Terpolymer in the different aqueous-organic mixtures behaves the same way according to experimental data. The polymer swells at the initial stage, and then the sample is compressed. The maximum value of the swelling degree is achieved at 0.4-0.5 vol% of organic solvents. When the concentration of the organic solvent overcomes some critical value, the polymer network collapses. In this case, when low-polar solvents are added, collapse occurs as a first-order phase transition.
As a result of the studies it was shown that insoluble polymers with a free distribution of units were obtained by radical terpolymerization of p-PGMP with AAm and AA. The molecular chain of the terpolymers obtained contains ionic -COOH and -NH₂ groups. Analysis of SEM images of the polymer surface morphology confirmed the presence of pores. The TDA of the copolymer synthesized of the p-PGMP–AAm–AA (3.15: 27.84: 69.01 mol%) composition showed its thermal stability in the temperature range from 33 to 339 °C. Studies of the effect of an external solution pH or the presence of an organic solvent in it showed a high sensitivity of the gel to environmental changes. Thus, the field of application of terpolymers synthesized can be both the production of moisture absorbents and flocculants, and track membranes. This finding allows us to consider the obtained polymer gels as polyelectrolyte polyfunctional polymers.
Thus, the data obtained on the study of the radical terpolymerization of p-PGMP with AAm, AA, a comparative assessment of their reactivity allows us to develop methods for the directed synthesis of new polymer products with desired characteristics (composition, hydrophilic-hydrophobic balance), which can vary widely.

Polypropylene glycol maleate phthalate, entering into a radical terpolymerization reaction with acrylamide and acrylic acid, forms a network structure terpolymers. Analysis of the copolymerization constants of binary systems involved in the terpolymerization process indicates a lower reactivity of polypropylene glycol maleate phthalate in comparison with the vinyl monomers considered and its tendency to heteropolymerization reactions.

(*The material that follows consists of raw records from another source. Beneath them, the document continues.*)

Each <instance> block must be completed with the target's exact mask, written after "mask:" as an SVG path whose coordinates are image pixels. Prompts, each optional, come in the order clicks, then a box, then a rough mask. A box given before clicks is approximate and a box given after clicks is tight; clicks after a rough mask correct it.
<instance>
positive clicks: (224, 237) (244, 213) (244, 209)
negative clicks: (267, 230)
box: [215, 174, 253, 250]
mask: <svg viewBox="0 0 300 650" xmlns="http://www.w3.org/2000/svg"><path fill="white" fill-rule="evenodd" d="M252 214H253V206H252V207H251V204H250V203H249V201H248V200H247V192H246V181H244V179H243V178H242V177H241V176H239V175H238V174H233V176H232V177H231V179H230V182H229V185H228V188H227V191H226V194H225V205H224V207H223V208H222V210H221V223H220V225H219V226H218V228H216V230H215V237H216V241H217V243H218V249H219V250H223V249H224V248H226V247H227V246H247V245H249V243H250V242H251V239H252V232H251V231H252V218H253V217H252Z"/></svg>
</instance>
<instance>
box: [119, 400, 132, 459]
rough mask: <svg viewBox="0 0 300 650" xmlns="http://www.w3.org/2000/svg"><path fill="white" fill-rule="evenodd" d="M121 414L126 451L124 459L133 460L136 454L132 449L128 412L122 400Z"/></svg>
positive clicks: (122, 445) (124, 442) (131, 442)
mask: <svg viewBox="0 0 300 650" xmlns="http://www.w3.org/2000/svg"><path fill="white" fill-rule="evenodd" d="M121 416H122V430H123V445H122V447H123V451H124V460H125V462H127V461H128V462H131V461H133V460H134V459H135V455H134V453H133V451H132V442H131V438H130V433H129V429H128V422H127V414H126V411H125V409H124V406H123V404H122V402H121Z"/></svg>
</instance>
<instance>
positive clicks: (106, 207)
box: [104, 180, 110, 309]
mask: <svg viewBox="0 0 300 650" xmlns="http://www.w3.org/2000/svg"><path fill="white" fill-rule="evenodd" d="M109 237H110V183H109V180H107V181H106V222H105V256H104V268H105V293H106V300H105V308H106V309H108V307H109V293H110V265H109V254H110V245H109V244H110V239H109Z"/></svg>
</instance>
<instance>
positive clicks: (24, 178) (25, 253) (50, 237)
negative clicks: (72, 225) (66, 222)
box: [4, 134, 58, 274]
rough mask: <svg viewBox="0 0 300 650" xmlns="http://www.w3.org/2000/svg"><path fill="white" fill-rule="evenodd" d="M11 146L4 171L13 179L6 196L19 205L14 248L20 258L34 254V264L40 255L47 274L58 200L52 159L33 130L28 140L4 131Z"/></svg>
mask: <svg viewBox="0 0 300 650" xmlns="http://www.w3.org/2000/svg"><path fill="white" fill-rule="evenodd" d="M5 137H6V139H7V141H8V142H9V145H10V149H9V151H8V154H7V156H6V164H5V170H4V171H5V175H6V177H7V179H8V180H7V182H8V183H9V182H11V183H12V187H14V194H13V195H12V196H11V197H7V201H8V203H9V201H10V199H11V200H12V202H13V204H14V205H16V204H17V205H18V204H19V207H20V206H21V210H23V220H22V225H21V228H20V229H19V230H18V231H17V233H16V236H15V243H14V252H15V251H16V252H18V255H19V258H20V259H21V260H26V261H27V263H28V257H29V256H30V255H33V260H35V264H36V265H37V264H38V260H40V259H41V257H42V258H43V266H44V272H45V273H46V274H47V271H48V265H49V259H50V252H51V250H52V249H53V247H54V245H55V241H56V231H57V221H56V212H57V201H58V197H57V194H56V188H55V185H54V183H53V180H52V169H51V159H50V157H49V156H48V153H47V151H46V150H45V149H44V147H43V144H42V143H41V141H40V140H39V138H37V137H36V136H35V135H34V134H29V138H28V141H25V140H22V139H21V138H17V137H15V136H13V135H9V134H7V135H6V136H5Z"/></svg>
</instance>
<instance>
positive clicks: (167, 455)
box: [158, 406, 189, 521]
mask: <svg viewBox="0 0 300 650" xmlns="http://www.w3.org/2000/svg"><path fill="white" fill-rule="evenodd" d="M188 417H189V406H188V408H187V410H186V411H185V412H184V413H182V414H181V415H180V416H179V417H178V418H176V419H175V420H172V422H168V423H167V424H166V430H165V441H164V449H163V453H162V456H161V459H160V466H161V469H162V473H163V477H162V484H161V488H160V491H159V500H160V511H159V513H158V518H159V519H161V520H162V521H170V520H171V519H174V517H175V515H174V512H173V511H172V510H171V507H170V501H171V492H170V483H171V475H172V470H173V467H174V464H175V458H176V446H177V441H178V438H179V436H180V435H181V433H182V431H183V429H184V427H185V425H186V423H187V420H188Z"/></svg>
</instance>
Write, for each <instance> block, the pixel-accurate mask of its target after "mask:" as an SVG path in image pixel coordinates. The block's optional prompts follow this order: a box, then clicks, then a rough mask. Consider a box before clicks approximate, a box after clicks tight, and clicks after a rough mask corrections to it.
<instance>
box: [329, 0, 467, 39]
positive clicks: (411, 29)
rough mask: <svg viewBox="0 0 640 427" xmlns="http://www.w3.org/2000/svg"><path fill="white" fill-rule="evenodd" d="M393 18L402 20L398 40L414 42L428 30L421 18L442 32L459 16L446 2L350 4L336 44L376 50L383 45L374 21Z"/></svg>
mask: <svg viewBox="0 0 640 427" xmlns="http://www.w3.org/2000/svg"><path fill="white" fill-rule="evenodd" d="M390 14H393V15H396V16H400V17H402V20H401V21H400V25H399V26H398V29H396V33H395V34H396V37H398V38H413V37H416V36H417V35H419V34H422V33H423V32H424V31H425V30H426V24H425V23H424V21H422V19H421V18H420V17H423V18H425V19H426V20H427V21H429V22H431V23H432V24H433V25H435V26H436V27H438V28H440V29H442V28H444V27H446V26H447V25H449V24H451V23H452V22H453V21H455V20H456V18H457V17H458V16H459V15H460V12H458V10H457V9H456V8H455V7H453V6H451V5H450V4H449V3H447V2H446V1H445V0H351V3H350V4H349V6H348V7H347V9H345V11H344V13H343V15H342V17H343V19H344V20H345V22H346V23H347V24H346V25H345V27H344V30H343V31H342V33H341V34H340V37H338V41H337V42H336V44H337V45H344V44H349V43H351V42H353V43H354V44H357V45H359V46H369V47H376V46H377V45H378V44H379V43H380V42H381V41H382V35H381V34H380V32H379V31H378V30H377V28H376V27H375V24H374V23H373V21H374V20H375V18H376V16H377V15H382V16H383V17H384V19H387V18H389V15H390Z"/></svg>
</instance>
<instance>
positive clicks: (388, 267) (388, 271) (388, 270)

The calculated data on the microstructure of the terpolymer indicate the formation of random polymers formed by covalently linked macromolecules. Scanning electron microscopic analysis of the polypropylene glycol maleate phthalate – acrylamide – acrylic acid terpolymer of the 3.15:27.84:69.01 mol% composition showed the presence of a developed macroporous surface with an average pore size of 44 μm. The result of thermogravimetric analysis exhibited a relatively high stability of the above terpolymer upon reaching 339 °C.
In general, the data obtained on the physico-chemical properties of the terpolymers synthesized indicate the possibility of their use as multifunctional polymer materials, in particular, matrix-type polymer systems, heterogeneous substrates, and stimulus-sensitive moisture-absorbing polymers.